3 questions à... Florence Jusot à l’occasion de la parution du Questions d’économie de la santé n° 225 intitulé : « Assurance maladie et complémentaires santé : comment contribuent-elles à la solidarité entre hauts et bas revenus ? », réalisé avec Alexis Louvel, Catherine Pollak, Renaud Legal et Amir Shmueli.


1/ Comment analysez-vous la performance du système d’assurance maladie français dans cet article ?

Nous avons analysé cette performance à travers la solidarité entre groupes de revenus induite par le système de santé. La solidarité correspond aux transferts entre groupes de revenus opérés par le système de santé, c’est-à-dire à la redistribution réalisée par le financement et les soins reçus. En effet, certains individus cotisent plus que d’autres à l’assurance maladie publique, payent plus ou moins de primes auprès des organismes de complémentaires santé ou payent directement plus ou moins de soins. Parallèlement, certains individus reçoivent plus ou moins de soins. Au total, le système créé des transferts entre groupes de revenus, certains étant bénéficiaires nets et d’autres contributeurs nets. Alors que les systèmes d’assurances privées pures n’ont pas pour objectif de créer des transferts entre groupes de revenus, les systèmes publics cherchent à organiser une solidarité entre ces groupes, les plus aisés payant pour les soins des plus modestes.

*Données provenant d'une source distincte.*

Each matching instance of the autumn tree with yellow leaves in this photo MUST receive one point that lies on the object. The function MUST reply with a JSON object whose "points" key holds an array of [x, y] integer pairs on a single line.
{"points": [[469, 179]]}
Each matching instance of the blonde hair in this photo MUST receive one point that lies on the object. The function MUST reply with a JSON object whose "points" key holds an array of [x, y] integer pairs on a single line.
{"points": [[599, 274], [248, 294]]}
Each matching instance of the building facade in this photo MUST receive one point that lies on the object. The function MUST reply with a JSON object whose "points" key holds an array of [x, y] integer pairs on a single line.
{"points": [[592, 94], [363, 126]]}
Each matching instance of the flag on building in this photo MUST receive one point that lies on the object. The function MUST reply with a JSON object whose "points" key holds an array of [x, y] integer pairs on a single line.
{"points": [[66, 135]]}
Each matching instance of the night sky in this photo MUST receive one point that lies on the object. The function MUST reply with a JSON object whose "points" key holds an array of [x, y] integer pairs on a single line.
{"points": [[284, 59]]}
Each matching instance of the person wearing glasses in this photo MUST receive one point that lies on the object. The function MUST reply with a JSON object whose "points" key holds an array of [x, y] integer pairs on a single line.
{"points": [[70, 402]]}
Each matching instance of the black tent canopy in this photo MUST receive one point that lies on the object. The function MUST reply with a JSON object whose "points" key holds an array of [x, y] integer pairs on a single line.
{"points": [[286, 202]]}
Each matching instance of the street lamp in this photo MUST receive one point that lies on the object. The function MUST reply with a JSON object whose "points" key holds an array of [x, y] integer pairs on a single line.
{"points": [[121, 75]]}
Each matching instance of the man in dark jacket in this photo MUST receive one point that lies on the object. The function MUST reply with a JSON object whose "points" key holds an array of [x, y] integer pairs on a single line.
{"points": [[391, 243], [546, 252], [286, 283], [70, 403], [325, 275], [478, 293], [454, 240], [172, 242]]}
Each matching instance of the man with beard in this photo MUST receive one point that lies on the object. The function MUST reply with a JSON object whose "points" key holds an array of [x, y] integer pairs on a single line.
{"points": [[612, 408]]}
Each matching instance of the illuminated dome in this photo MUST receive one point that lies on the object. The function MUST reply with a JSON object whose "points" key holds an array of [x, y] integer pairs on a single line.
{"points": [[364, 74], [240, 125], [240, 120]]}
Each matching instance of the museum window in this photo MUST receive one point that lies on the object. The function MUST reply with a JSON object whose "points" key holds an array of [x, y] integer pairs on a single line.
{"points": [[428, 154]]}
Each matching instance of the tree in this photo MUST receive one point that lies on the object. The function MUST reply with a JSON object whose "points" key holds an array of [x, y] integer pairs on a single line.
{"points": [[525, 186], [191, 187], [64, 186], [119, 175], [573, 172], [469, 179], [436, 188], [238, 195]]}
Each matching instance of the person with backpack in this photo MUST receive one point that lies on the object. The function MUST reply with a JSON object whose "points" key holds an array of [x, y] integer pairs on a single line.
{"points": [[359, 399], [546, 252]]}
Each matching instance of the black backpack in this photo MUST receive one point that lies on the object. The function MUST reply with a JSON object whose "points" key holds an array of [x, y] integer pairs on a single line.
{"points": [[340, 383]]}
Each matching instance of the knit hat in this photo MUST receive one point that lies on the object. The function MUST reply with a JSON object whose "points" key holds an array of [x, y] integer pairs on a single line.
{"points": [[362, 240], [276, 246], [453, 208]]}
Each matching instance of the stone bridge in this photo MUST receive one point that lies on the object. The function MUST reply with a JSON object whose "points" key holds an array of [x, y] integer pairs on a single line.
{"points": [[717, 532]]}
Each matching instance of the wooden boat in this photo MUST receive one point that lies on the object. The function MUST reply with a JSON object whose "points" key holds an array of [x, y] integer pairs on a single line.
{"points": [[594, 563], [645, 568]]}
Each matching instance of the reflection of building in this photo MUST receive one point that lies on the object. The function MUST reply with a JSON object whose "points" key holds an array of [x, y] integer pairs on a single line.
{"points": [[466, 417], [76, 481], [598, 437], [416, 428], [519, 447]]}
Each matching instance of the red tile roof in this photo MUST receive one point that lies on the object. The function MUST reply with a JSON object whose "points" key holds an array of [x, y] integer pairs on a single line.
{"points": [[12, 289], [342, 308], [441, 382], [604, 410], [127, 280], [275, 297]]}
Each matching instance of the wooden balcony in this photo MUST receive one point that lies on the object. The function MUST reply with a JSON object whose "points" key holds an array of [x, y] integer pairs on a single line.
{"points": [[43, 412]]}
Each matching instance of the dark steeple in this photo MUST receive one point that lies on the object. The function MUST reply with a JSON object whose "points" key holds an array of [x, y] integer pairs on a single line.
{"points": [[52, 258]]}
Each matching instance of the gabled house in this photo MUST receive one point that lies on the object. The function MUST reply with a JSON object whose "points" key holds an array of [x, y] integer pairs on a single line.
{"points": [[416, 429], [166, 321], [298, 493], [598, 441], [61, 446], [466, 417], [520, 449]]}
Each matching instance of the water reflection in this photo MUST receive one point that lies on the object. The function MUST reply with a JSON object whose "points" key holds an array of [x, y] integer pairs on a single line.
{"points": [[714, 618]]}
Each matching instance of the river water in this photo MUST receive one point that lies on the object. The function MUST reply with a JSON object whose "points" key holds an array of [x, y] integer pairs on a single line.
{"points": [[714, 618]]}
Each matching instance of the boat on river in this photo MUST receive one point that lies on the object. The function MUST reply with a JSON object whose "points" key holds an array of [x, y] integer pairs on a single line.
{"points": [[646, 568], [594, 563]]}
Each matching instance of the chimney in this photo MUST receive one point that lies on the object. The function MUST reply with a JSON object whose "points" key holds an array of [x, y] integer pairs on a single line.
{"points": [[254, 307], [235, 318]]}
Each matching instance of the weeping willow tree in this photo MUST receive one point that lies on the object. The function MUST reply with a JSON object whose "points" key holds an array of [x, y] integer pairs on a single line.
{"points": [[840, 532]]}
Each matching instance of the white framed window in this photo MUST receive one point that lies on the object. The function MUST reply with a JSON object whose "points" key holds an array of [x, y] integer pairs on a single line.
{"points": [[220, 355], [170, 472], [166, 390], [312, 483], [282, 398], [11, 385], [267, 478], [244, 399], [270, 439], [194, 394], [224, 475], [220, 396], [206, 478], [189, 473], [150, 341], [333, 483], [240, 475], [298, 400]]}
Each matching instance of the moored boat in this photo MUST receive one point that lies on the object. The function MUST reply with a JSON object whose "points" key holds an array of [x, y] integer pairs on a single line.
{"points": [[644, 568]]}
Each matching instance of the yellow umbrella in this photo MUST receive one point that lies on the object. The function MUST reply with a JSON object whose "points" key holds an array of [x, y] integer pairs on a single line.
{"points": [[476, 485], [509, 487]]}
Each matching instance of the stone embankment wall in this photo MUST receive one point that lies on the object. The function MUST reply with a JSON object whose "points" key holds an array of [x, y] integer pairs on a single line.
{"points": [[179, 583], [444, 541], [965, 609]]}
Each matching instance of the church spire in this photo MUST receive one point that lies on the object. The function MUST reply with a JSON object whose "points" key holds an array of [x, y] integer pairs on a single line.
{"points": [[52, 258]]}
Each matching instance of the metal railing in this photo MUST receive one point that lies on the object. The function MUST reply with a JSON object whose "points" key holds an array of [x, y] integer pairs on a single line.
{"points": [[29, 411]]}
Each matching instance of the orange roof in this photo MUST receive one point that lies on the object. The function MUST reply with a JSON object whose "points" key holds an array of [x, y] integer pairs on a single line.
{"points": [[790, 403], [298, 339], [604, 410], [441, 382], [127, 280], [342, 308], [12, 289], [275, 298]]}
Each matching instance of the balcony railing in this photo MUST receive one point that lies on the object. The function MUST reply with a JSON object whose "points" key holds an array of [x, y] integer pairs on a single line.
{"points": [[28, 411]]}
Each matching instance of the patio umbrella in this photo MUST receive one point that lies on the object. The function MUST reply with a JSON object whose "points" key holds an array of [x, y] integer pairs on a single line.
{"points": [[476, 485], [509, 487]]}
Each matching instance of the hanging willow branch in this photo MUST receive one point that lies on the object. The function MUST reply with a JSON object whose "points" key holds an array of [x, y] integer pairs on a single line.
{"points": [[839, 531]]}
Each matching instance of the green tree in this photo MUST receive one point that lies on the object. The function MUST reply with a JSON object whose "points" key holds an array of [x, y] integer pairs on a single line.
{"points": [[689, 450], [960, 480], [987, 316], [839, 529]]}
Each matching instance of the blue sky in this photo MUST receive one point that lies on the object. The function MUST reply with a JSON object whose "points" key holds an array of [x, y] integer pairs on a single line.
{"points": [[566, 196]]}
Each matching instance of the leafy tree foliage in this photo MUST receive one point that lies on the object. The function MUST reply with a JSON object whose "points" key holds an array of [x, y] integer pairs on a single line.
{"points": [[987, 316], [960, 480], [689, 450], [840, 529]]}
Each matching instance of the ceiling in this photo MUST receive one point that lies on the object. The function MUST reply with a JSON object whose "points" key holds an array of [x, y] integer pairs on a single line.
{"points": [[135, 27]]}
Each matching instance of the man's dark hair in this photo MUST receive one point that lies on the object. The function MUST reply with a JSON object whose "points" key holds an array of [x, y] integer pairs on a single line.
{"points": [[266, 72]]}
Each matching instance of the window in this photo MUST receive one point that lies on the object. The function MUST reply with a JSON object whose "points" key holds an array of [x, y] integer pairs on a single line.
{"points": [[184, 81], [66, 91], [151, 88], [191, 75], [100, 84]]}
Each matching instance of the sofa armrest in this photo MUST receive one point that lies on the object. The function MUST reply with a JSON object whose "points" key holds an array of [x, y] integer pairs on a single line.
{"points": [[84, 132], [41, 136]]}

Cette solidarité entre groupes de revenus a été étudiée à l’aide d’un indice de solidarité dont la valeur augmente avec celle du niveau des transferts des personnes les plus riches vers les plus pauvres. Ces transferts des personnes plus aisées sont plus importants soit parce qu’ils contribuent davantage au financement du système, soit parce que les personnes plus modestes bénéficient de plus de prestations au regard de leurs besoins de soins.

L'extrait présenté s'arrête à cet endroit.